All but one of them, for he paused, took a deep breath, got in touch with his feelings, and experienced a twinge of compassion for the young girl whose apple stand had been overturned. He told his buddies to go on without him, waved goodbye, told one of them to call his wife when they arrived at their home destination and explain his taking a later flight. Then he returned to the terminal where the apples were all over the terminal floor. He was glad he did. The young girl was totally blind! She was softly crying, tears running down her cheeks in frustration, and at the same time helplessly groping for the spilled apples as the crowd swirled about her; no one stopping to help, and no one to care for her plight. They where so busy with their own lives and problems that they could not see and feel for someone in need.

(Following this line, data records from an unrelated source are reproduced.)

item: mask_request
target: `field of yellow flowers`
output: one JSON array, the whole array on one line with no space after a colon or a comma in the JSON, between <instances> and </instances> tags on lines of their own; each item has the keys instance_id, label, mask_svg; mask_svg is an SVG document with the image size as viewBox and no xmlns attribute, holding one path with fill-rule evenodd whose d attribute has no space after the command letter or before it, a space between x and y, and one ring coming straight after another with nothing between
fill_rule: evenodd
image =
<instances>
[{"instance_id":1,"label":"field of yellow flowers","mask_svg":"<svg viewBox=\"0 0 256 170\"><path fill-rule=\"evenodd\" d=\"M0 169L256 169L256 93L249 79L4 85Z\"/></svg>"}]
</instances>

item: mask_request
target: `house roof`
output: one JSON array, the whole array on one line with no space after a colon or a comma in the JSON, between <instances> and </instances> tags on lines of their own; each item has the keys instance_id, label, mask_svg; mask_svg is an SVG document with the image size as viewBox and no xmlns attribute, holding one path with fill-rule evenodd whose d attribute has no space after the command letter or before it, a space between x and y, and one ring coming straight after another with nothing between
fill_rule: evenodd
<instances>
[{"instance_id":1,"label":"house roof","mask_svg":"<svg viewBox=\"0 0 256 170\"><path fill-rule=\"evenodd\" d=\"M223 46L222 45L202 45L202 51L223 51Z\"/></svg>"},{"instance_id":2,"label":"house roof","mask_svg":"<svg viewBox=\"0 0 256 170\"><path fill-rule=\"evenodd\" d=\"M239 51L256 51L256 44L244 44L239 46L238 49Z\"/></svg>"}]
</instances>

The salesman knelt on the floor with her, gathered up the apples, put them into the baskets, and helped set the display up once more. As he did this he noticed that many of them had become battered and bruised; these he set aside in another basket. When he had finished, he pulled out his wallet and said to the girl, "Here, please take this $20 for the damage we did. Are you okay?" She nodded through her tears. He continued on with, "I hope we didn't spoil your day too badly." As the salesman started to walk away, the bewildered blind girl called out to him, "Mister"
He paused and turned to look back into those blind eyes. She continued, "Are you Jesus? He stopped in mid-stride, for the question startled him and made him wonder. Then slowly he made his way to catch the later flight with that question burning and turning about in his soul:

“Mister, Are you Jesus?”
Author unknown.
Edited and illustrated by Joe Pottle
Do people mistake you for Jesus? ‘OH WHAT A MISTAKE’ That should be the desire of our hearts, should it not? To be so much like Jesus that people cannot tell the difference as we live and interact with a world that is blind to His Love, Life and Grace. In His everyday life Jesus always had time to stop and help those in need and He went about doing good. If we claim to know Him, we should live, walk and act as close as we can to the way He would. Knowing Him is more than simply knowing about Him or quoting Scripture and going to church. It's actually living the Word as life unfolds around us day to day. We are the apple of His eye even though we, too, have been bruised by a fall. Thank God that one day Jesus willingly stopped what He was doing to pick us up from the pit of sin and met our needs. He did this as He hung on a cruel Cross on a hill called Mt. Calvary where He paid in full the price demanded for our damaged fruit. Let's start living like we are worth the price He paid. OH, THAT MEN MAY ASK OF US, “ARE YOU JESUS”?